A binary variable is one which can have one of two values. It is really a special case of category variable. It might appear to be numeric, in which case the values will typically be 1 and 0 (but not always). It might be a more obvious category variable with values like yes and no or true and false, or even female and male. In past times, it was not unusual for binary category variables, “female” and “male” for example, to be entered into a data file as numbers. For example, a 1 might correspond to “female” and a 0 to “male”. There were good reasons to do this, when analysis programs were simpler and less powerful, but these days it’s not necessary. What’s more, using numbers for category labels can lead to errors. Data entry errors can arise because translation from a verbal label to numerical label makes it more difficult for whomever is doing data entry to keep things straight. But errors can also arise when interpreting numerical labels in an existing data set because the numbers generally don’t have an intuitive correspondence to their meaning. Use meaningful labels for categories.

Text variables

A text variable is the result you might get in response to an open-ended question or other prompt on a questionnaire. The actual text in a text variable will rarely be exactly the same from one instance to another. Because text variables are typically the result of an individual’s choices about how to express themselves on a particular topic, you should accept whatever they give you. Make no changes or “corrections” at all. A text variable can range from a few words, to a short paragraph, to a much longer bit of text. In the case of online questionnaires, there will often be a word limit (or character limit) to the response. If so, then that limit should be noted in your codebook entry for the relevant text variable.

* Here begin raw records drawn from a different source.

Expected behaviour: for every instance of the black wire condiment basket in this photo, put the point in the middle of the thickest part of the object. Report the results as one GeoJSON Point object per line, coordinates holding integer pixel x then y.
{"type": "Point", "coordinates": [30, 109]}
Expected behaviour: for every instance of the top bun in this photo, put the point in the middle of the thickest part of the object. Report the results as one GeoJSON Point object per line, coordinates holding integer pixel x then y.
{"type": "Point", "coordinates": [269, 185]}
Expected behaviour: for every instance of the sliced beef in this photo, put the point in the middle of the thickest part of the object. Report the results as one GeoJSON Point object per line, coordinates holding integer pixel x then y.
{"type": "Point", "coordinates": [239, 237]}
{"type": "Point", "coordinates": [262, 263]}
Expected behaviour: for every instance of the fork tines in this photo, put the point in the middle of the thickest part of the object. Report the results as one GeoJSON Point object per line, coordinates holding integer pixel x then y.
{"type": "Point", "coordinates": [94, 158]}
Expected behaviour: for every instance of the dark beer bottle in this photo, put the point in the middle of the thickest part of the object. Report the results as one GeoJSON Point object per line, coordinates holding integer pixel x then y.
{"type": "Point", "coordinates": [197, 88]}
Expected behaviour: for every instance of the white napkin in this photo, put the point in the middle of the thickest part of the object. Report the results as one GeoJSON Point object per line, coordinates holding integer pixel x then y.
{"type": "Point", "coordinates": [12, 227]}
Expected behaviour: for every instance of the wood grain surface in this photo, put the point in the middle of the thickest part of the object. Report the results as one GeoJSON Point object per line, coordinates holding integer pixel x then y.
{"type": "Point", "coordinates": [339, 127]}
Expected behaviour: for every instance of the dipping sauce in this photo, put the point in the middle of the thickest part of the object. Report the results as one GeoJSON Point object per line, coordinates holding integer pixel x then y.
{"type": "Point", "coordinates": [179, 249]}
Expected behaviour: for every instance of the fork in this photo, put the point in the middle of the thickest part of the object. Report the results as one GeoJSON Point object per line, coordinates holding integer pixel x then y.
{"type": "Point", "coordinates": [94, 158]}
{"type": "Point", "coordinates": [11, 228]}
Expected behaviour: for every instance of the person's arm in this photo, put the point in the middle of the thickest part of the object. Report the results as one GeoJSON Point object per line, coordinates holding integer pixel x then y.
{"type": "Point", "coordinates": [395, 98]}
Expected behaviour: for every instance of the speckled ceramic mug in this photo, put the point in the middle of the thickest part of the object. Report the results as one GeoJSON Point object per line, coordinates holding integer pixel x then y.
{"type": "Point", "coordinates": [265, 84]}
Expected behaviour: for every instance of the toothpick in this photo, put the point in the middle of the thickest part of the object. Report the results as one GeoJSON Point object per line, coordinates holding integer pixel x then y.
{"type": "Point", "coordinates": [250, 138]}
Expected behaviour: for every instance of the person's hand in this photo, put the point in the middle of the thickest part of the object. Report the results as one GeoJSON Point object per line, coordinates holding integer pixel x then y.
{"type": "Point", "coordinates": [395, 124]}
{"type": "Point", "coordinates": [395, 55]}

Text variables are more complicated to analyze than the preceding types and you may not often see them, but you should be aware that they exist and need to be handled differently from “category” type variables.

Other kinds of variables

Addresses, names, and such are closer to “text” type variables than anything else. I would not apply a “lower-case rule”, as for category variables, for names of people, streets, towns, and so on, because capitalization might be considered a natural part of the name of a person or thing. It is often appropriate to break down these types of information into separate fields. Names might be entered as first.name and last.name; addresses would typically be broken down into at least street.address, city, state, and zipcode.

Field or Variable Names

Naming the fields (AKA variables) in a data set well is a critically important first step toward documenting your data. But make no mistake, field names alone are not sufficient documentation. I’ll sketch out some simple rules for creating reasonable field/variable/column names. However, the first principle is that field names should be clear and unambiguous. Keep in mind that the name of each field stands in relationship to the kind of information it contains, but also in relationship to other field names in the data set.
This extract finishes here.